Monday, September 13, 2010

Storyteller’s Rulebook #43: Do As They Did, Not As They Say

Getting good advice can be tricky. Most insider advice-givers, even if they’re trying to be helpful, will lie to your face about how to make it in the industry. They don’t want to tell you to do the things they did. Instead they tell you never to make the compromises they made. That’s terrible advice! Of course you need to make those same compromises. Those compromises are the secret of their success!

Are they deliberately trying to sabotage you? Not necessarily. Now that they have enough clout to make what they want to make, they’re trying to achieve something great and daring and totally uncompromised, but first they have to unlearn all the people-pleasing shortcuts they used earlier in their career. They genuinely think: “Oh, if only I had never learned those shortcuts, then I wouldn’t have to unlearn them now!” So they tell you to never stray from the one true path of art for art’s sake.
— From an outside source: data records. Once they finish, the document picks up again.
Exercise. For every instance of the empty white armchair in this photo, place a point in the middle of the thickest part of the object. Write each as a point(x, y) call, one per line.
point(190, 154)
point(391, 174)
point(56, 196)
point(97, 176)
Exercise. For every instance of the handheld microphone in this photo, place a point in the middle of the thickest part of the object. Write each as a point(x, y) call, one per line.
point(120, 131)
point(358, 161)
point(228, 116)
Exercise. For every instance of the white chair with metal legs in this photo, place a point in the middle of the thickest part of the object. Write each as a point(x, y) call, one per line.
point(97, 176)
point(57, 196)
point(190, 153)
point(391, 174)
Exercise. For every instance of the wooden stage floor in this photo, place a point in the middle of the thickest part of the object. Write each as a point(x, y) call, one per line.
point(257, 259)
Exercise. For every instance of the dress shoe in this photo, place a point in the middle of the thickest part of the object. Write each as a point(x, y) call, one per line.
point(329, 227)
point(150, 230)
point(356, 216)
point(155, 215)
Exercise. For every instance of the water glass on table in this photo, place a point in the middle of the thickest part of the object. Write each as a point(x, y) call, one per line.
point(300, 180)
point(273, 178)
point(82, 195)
Of course, if you follow that advice, you will never make it as far as they did.

Compromise is usually an artist’s friend-- and clout can be deadly. Most writers and directors benefit from a strong producer who can keep them from becoming self-indulgent. Only great artists can keep making strong work even after they no longer have to compromise—these are the artists that truly love their audiences. They aren’t just waiting to get the chance to show the folks at home the kind of story they should like. The great Claude Chabrol, who just passed away, never broke his contract with audiences— for 50 years, without ever straying far from the thriller genre that made him famous, he still managed to made films that were personal, political, and profound.
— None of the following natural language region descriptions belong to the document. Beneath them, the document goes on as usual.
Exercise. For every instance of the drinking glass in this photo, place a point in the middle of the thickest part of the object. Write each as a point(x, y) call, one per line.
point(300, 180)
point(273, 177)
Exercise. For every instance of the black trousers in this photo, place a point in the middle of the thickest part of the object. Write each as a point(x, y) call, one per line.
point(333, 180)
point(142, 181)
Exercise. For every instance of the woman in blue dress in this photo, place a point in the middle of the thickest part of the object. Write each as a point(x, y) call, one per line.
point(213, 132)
When someone tells you “Never make the compromises I made,” don’t let them sabotage you. Smile politely, and then ask “Okay, now tell me how you made those compromises, so that I’ll know not to make them myself.” Because that’s the stuff you need to hear. You want to do as they did, not as they say.


Anonymous said...

Did Chabrol ever really compromise? He loved Hitchcockian thrillers and that's what he made. Godard loved Hitchcock too but was fundamentally incapable of making a Hitchcock-type entertainment. W.S. Burroughs always said he wrote what he wrote because he tried writing like Chandler and Hammett and it just came out all NAKED LUNCH instead. I think you have a point up to a point. But you're also confusing two very different modes of compromise. One is about the essence of what you have to say, the heart and ground truth of the story you have to tell. The other is about how you tell it, how big a budget you have and who will ultimately see it. Almost nobody making a film at any level ever feels he has enough money or time. I'd say that so long as your aspirations and inspirations lie firmly in the worldwide tradition of TV and cinema narrative, compromise is overrated. And I'm not talking about creative problem solving to overcome limitations imposed by budget or political/corporate censorship. That's where the art is. If you're a clever enough artist with something real to say, in most cases compromise is illusory. Spielberg doesn't compromise his core vision any more than Matthew Weiner or Godard--and he hasn't done so, not even in his first feature DUEL. Spielberg's vision just happens to be more in tune with what most people want to see. If you truly feel compromised every time out of the gate then maybe you're working in the wrong medium or at least the wrong genre?

Matt Bird said...

Well that's the whole trick-- how to genuinely want to please others without feeling compromised. I agree that Chabrol was glad to do it, while other great directors, like Welles, bitterly resent the concessions they have to make in order to seek out a wider audience. Coppola complains in interviews that he has to make "one for me and one for them", which is hardly a healthy attitude!

christinembird said...

When my mother would lay down a rule like, "Use up the old before you break open the new," she would often violate it herself. She would then tell us "Do as I say, not as I do."

rams said...

Twyla Tharp, from bitter experience, agrees with you and phrased it as "Those who the gods wish to destroy they first grant unlimited resources."